Marketers can’t afford to alienate loyal customers. After all, those customers are the ones who want to engage with you in the first place. According to Forrester’s Consumer Technographics data, 58% of loyalty program members subscribe to a brand’s email list, compared with just 28% of consumers overall. It’s time for a reboot.
To start, marketers must improve and enhance the relationship they have with their loyal customers by providing contextual communications. The cadence and content of branded emails should be adjusted based on customer needs. Test-and-learn tactics can reveal when and how customers engage with email. From there, customer journey analytics can reveal a wider range of next-best actions that can prolong the relationship. Your loyal customer base wants more than a transactional relationship; the value exchange your brand has calls for you to measure success beyond click-through, opens and conversions. These metrics should be triangulated with customer lifetime value to better help predict potential customer value.
Once you’ve tweaked your email approach for loyal customers, you must build the content and communication tactics that will push your email marketing to the next level of maturity. To move the needle on loyal relationships, send emails that:
Promote sharing. Your loyal customers are more willing than most to advocate on your behalf. Take advantage of that by making it easy for the customer to share content to public communities or privately to friends and family.
Compel the user to open. Most people spend only a fraction of a second deciding whether to open, ignore or delete a message, so the subject line must provide a reason for the user to open the message. Rather than describing the content of the email, focus on emphasizing the value of the email to the reader. For instance, a telecommunications email might ask customers whether they’re getting the most out of their plan in the subject line and provide a dynamic, video-based answer to that question in the body of the email.

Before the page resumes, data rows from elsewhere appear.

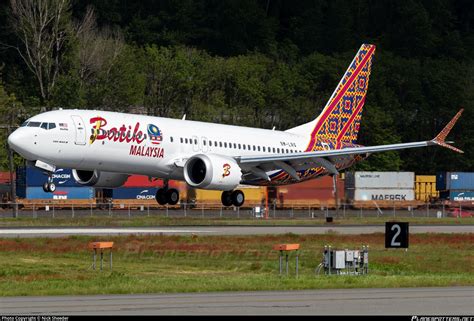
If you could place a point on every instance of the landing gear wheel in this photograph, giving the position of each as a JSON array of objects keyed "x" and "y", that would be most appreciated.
[
  {"x": 238, "y": 198},
  {"x": 226, "y": 198},
  {"x": 161, "y": 196},
  {"x": 49, "y": 187},
  {"x": 172, "y": 196}
]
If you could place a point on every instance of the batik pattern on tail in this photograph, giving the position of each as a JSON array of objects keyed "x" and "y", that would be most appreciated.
[{"x": 340, "y": 119}]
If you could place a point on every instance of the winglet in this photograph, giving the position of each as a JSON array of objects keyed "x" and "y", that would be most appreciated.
[{"x": 440, "y": 139}]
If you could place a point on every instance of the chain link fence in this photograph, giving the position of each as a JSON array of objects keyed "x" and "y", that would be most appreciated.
[{"x": 212, "y": 211}]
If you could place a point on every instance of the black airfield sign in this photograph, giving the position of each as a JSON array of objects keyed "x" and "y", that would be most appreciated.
[{"x": 396, "y": 235}]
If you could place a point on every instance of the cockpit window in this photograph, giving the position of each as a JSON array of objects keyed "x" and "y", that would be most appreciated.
[{"x": 48, "y": 125}]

Seek feedback in the body of the email. Customer feedback is a powerful tool that helps optimize the cadence, tone and content of future communications. Start soliciting feedback within the body of the email about content, frequency or even satisfaction with a recent purchase. For instance, a simple thumbs-up or thumbs-down question about the relevance of a particular email notification can remind your customer that you care and help you gather invaluable feedback about the relevance of your content.
Sending low-quality emails may not cost you much, but the spike in unsubscribes will. Your loyal customers raised their hands and gave you their email addresses; don’t squander that opportunity – take advantage of it with the steps outlined above.